Increased performance leads to increased board productivity. A survey involving 3,000 of the largest U.S companies by the recruitment consultancy, Heidrick and Struggles together with the business improvement organisation, The Corporate Board, found that nine out of ten companies who undertook director evaluation said that the evaluation made their boards more productive. Harvard Business Review in 2004 reported a survey of 200 large corporations, where director evaluation was found to be among the top activities to improve board performance. The benefits for individual directors include building greater levels of professional leadership, greater role clarity, teamwork, accountability, decision making, communication and more effective board operations.

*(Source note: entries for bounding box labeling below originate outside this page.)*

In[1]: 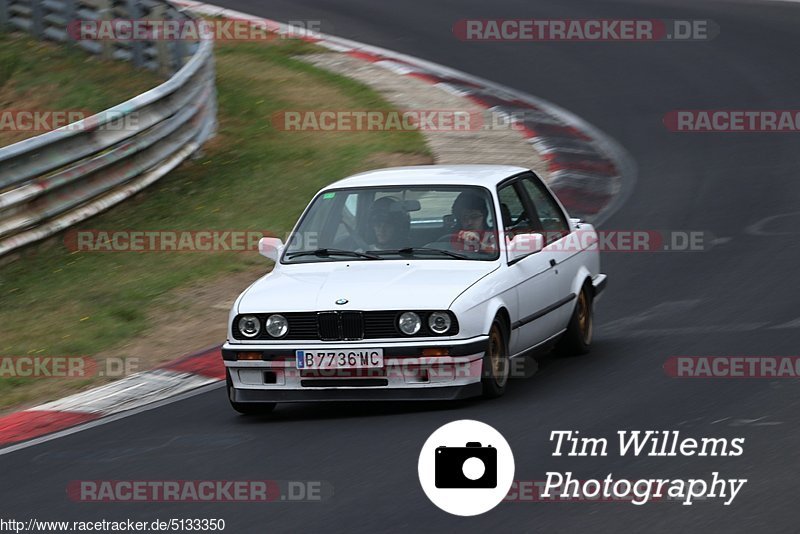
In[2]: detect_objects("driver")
[452,191,497,253]
[367,197,411,250]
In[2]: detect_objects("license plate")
[295,349,383,369]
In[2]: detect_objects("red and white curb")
[0,347,225,447]
[0,0,636,454]
[173,0,636,226]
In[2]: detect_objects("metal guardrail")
[0,0,217,256]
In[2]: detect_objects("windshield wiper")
[286,248,383,260]
[370,247,469,260]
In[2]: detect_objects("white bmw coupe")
[222,165,606,413]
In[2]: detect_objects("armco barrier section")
[0,0,217,256]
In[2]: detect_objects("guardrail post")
[30,0,44,39]
[61,0,80,42]
[148,4,172,76]
[169,9,187,71]
[126,0,144,67]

Institutional investors clearly believe that enhanced director performance is worth paying for. The consultancy firm McKinsey and Co surveyed more than 200 institutional investors in 31 countries in 2002 and found that about three-quarters of investors were willing to pay more for shares of companies with good governance. They suggested that price premiums averaged between 12 and 14 percent in North America and Western Europe. Sound director evaluation systems are based on well established governance frameworks such as the London Stock Exchange Practical Guide to Corporate Governance see http://www.londonstockexchange.com/companies-and-advisors/mainmarket/companies/listing/practical-guide-to-corporate-governance.pdf The process The board needs to start by being clear about why they are undertaking the assessment and what they want to get out of it. Common reasons for undertaking director evaluation include: 1. to assess the quality of the board's corporate governance processes against a comprehensive best practice model 2. to write a Board Development Plan which sets out the specific actions to improve governance practices 3. to assess the skills and abilities of individual directors 4. to improve the interpersonal dynamics in the boardroom 5. to fulfill the requirements of good governance. Typically board chair take the lead role in the director evaluation process however in some boards the governance or nominating committee may lead the process. Types of evaluation There are three main types of evaluation process: 1. The consulting-based evaluation where a qualified professional will interview the directors, review the board policies and papers and produce a report with recommendations for improvements. 2. The web-based evaluation in which the board selects from a range of questionnaires:full board evaluation, chair evaluation, executive director evaluation, non-executive director evaluation, CEO evaluation and so on. The board members complete the on-line questionnaires and when these are finished a series of reports are automatically generated for the board to consider. An example of this service is www.directorevaluation.com

3. Paper based evaluations are usually simple whole of board evaluations which are distributed to members and then the data collated and feedback to the board by the chair. No matter what form of director evaluation is used the issues that are raised in the feedback reports should be discussed, prioritised, assigned and managed by the board. Inaction following the evaluation will quickly undermine the whole process. Undertaking evaluations on an annual basis is useful as it allows the board to assess the progress it is making in a range of areas over time. Some web-based systems offer multi-year reports which makes comparisons over time very easy. Altering the evaluation process from consultant-based to web-based over time can reduce any risk of staleness in the evaluation. Confidentiality is an important element in any director evaluation as it fosters trust, honesty and openness, which are essential elements of an effective evaluation. Without these factors, the free flow of information may be seriously curtailed. For this reason director evaluation information is usually aggregated and feedback given in summary form. No matter what the process it must be meaningful and useful, easy to use and be practical enough to produce specific improvements in governance. Conclusion Every board of directors should strive for improvements in its quality of governance. Board and director evaluations are an effective tool to achieve this and the benefits of evaluation clearly outweigh the costs and potential disadvantages.